Before implementing the entire Naive Bayes algorithm, create a helper function `bag_it()` to create a bag of words representation from a document's text.

In [29]:
# Your code here
def bag_it(doc):
    bag = {}
    for word in doc.split():
        bag[word] = bag.get(word, 0) + 1
    return bag

#this creates a frequency dictionary with keys = unique words in test document 
#and values = # of occurrences in test document

## Implementing Naive Bayes

Now, implement a master function to build a naive Bayes classifier. Be sure to use the logarithmic probabilities to avoid underflow.

In [25]:
# Your code here
def classify_doc(doc, class_word_freq, p_classes, V, return_posteriors=False):
    bag = bag_it(doc) #create frequency dictionary of unique words in test document
    classes = [] #initialize empty list to contain unique possible classes
    posteriors = [] #initialize empty list to contain posterior probabilities 
    for class_ in class_word_freq.keys(): #loop through each unique class in list of possible classes
        p = np.log(p_classes[class_]) #logarithm of normalized rate of occurrence of the class in dataset
        for word in bag.keys(): #looping through each unique word in test document
            num = bag[word] + 1 
            #define numerator as # of occurrences of word in test document (plus one for Laplacian smoothing)
            denom = class_word_freq[class_].get(word, 0) + V 
            #define denominator as # of occurrences of word in class (plus total corpus for Laplacian smoothing)
            p *= np.log(num/denom)
        classes.append(class_)
        posteriors.append(p)
    if return_posteriors:
        print(posteriors)
    return classes[np.argmax(posteriors)]

## Test your classifier

Finally, test your classifier and measure its accuracy.

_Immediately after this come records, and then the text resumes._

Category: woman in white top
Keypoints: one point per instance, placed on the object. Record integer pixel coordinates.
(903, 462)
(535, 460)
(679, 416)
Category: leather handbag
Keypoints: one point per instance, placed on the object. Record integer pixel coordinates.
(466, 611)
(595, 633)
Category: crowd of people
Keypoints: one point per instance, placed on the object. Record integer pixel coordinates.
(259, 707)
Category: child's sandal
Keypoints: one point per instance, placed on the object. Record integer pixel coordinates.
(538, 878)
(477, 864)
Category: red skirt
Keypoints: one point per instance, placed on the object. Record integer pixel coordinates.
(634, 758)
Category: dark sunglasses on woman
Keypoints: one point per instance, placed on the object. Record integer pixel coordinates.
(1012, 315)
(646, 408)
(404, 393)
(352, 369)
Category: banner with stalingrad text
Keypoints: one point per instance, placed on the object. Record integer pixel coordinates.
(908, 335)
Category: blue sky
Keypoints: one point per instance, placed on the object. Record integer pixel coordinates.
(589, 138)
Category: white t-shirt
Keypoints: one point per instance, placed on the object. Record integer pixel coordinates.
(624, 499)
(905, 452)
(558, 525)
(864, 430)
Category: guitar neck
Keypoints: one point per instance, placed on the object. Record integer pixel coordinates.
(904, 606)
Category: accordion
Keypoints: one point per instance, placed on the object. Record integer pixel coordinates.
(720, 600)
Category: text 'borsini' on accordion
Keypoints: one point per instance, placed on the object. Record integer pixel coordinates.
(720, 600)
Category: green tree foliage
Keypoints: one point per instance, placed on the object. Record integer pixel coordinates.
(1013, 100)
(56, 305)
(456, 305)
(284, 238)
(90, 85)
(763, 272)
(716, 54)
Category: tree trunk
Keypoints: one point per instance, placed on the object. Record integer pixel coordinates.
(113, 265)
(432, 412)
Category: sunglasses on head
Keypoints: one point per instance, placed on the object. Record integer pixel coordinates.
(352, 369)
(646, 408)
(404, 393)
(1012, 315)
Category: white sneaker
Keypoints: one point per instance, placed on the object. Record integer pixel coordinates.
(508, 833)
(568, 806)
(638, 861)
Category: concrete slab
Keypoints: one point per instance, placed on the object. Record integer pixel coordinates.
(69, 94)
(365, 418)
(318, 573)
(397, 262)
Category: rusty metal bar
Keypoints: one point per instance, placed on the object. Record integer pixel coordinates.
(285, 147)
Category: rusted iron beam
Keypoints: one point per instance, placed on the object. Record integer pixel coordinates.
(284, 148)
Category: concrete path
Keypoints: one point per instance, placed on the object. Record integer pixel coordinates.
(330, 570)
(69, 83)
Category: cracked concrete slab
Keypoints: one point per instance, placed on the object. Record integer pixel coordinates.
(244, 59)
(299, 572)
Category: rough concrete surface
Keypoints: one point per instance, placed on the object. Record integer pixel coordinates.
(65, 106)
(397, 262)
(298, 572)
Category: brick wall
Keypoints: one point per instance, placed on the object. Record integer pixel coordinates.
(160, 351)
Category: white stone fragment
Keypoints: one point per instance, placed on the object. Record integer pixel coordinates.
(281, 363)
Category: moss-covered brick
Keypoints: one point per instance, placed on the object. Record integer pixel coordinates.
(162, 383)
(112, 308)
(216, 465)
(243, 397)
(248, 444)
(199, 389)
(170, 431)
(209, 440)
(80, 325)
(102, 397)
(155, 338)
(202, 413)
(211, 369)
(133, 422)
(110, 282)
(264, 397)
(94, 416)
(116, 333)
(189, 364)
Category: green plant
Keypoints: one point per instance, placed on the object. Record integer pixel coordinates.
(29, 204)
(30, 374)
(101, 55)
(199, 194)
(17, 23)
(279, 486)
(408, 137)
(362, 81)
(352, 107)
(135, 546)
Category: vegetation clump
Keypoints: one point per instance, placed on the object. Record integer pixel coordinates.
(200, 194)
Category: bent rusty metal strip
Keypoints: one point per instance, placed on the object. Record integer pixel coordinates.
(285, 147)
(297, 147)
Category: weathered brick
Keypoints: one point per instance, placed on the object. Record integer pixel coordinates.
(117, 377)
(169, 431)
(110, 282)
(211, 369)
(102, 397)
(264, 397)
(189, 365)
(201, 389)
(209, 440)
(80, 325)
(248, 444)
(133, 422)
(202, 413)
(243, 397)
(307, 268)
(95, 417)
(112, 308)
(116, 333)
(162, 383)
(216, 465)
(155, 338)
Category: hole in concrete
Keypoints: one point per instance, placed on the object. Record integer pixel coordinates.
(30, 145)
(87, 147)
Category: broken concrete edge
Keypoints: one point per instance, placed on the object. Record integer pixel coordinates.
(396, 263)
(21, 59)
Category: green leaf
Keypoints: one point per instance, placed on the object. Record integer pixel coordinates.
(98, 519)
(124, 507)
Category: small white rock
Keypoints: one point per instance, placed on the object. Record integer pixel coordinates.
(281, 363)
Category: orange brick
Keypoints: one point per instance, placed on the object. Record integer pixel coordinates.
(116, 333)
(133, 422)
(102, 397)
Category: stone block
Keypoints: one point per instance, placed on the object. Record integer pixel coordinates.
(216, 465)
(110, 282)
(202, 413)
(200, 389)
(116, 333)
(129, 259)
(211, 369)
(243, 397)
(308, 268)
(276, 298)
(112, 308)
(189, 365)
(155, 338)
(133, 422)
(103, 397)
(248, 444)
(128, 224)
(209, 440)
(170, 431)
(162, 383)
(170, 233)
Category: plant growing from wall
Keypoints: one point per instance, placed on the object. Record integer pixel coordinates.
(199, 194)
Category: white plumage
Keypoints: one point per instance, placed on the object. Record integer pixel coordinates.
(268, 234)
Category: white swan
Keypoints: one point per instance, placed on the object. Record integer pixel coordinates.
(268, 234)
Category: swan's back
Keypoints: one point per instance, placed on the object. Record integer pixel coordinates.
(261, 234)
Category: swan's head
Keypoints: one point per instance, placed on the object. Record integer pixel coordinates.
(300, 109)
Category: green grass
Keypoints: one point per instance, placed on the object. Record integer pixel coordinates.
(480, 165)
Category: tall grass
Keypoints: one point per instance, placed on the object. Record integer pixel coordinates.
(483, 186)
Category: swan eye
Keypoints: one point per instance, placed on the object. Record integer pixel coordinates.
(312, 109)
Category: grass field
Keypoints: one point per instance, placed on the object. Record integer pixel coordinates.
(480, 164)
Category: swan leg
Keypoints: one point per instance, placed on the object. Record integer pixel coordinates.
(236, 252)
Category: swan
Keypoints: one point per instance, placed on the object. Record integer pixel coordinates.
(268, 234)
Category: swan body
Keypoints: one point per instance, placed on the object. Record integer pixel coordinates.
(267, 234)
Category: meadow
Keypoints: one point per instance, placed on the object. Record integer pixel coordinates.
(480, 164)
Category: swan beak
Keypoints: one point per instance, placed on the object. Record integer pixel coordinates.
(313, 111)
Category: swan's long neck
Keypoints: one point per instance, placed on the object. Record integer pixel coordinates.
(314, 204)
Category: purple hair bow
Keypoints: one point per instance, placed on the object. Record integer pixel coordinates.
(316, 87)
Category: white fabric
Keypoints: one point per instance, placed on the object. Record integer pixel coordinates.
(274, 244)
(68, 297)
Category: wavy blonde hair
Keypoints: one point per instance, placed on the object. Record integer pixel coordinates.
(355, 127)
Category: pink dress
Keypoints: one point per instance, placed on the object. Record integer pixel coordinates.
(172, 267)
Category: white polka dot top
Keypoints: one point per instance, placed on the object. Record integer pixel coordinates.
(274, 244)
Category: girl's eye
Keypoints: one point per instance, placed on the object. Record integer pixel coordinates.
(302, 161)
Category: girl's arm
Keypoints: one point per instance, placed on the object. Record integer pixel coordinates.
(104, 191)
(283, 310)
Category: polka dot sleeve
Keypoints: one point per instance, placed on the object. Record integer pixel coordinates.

Don't be perturbed if your results are sub-par; industry use cases would require substantial additional preprocessing before implementing the algorithm in practice.

In [21]:
# Your code here
import numpy as np
y_hat_train = X_train.map(lambda x: classify_doc(x, class_word_freq, p_classes, V))
residuals = y_hat_train == y_train
residuals.value_counts(normalize=True)

True     0.525
False    0.475
dtype: float64

## Level up (Optional)

Rework your code into an appropriate class structure so that you could easily implement the algorithm on any given dataset.

## Summary

Well done! In this lab, you practiced implementing Naive Bayes for document classification!